The problem is, again, the complexity and the ability to be able to package CAR T for community settings, for example, and really take CAR T downstream outside of the academic medical centers and to ultimately look at the expense of CAR T as well. But I think precision-driven approaches, long-term studies track risk, they track secondary malignancies, dysregulation. And I think with adaptive trial designs, they help to evolve with that data.
So the metrics that are available, really being able to evaluate therapies holistically and combining what's known from a long-term, as well as inputting what's happening in a real-time, shorter-term efficacy setting is helpful to be able to evaluate exactly that.

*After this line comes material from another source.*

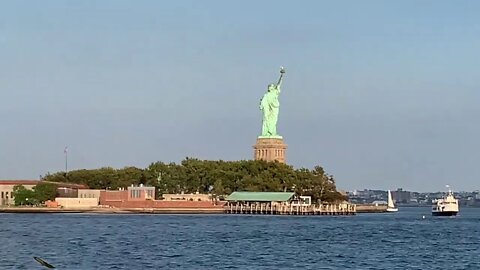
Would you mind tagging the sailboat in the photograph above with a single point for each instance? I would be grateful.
(390, 205)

And then I know from a regulatory perspective, there is acceptance from both the FDA and EMA to really help with the data collection milestones and that harmonization. So as things are expanding and there are more options on a global level, we need to think about how to really get that to the patients in need. And this is where proper site selection, really proper looking at incidence prevalence epidemiology and the geography of where need may be, and matching that with the site selection for clinical trials, is the key to bringing things to patients, and CROs like Allucent are very adept at the feasibility process to be able to help match and overcome some of those imbalances.
So again, good problems to have, a number of considerations and the complexity is something that over time we'll continue to chip away at. But for now, some of the immunotherapies, CAR T and then radioligands are going to be limited to your larger academic institution.
Stephanie Butler:
Which makes sense. I mean, this has been a fantastic conversation. I mean, some excellent points. There's so much potential here, but definitely some risks and some things you need to work through. So it's great to have folks like you who are looking into all of those and can help people with those as they get into the space and try to ultimately do what we all want to do, which is help the patients.
So thank you so much, Brant. Thank you so much to Allucent for such an engaging discussion. I am looking forward to seeing how this develops down the road, so definitely keep me posted.
Brant Nicks:
I think we're all interested to see how they develop down the road. And I agree with you, there are risks, but the downside in not overcoming this risk is too large. We're advancing science, we're advancing therapies, and we're changing survival curves, so for the better, by the way. So again, this is a really exciting time to be in hem-onc research. So thank you for your time. Thank you for letting me share my thoughts.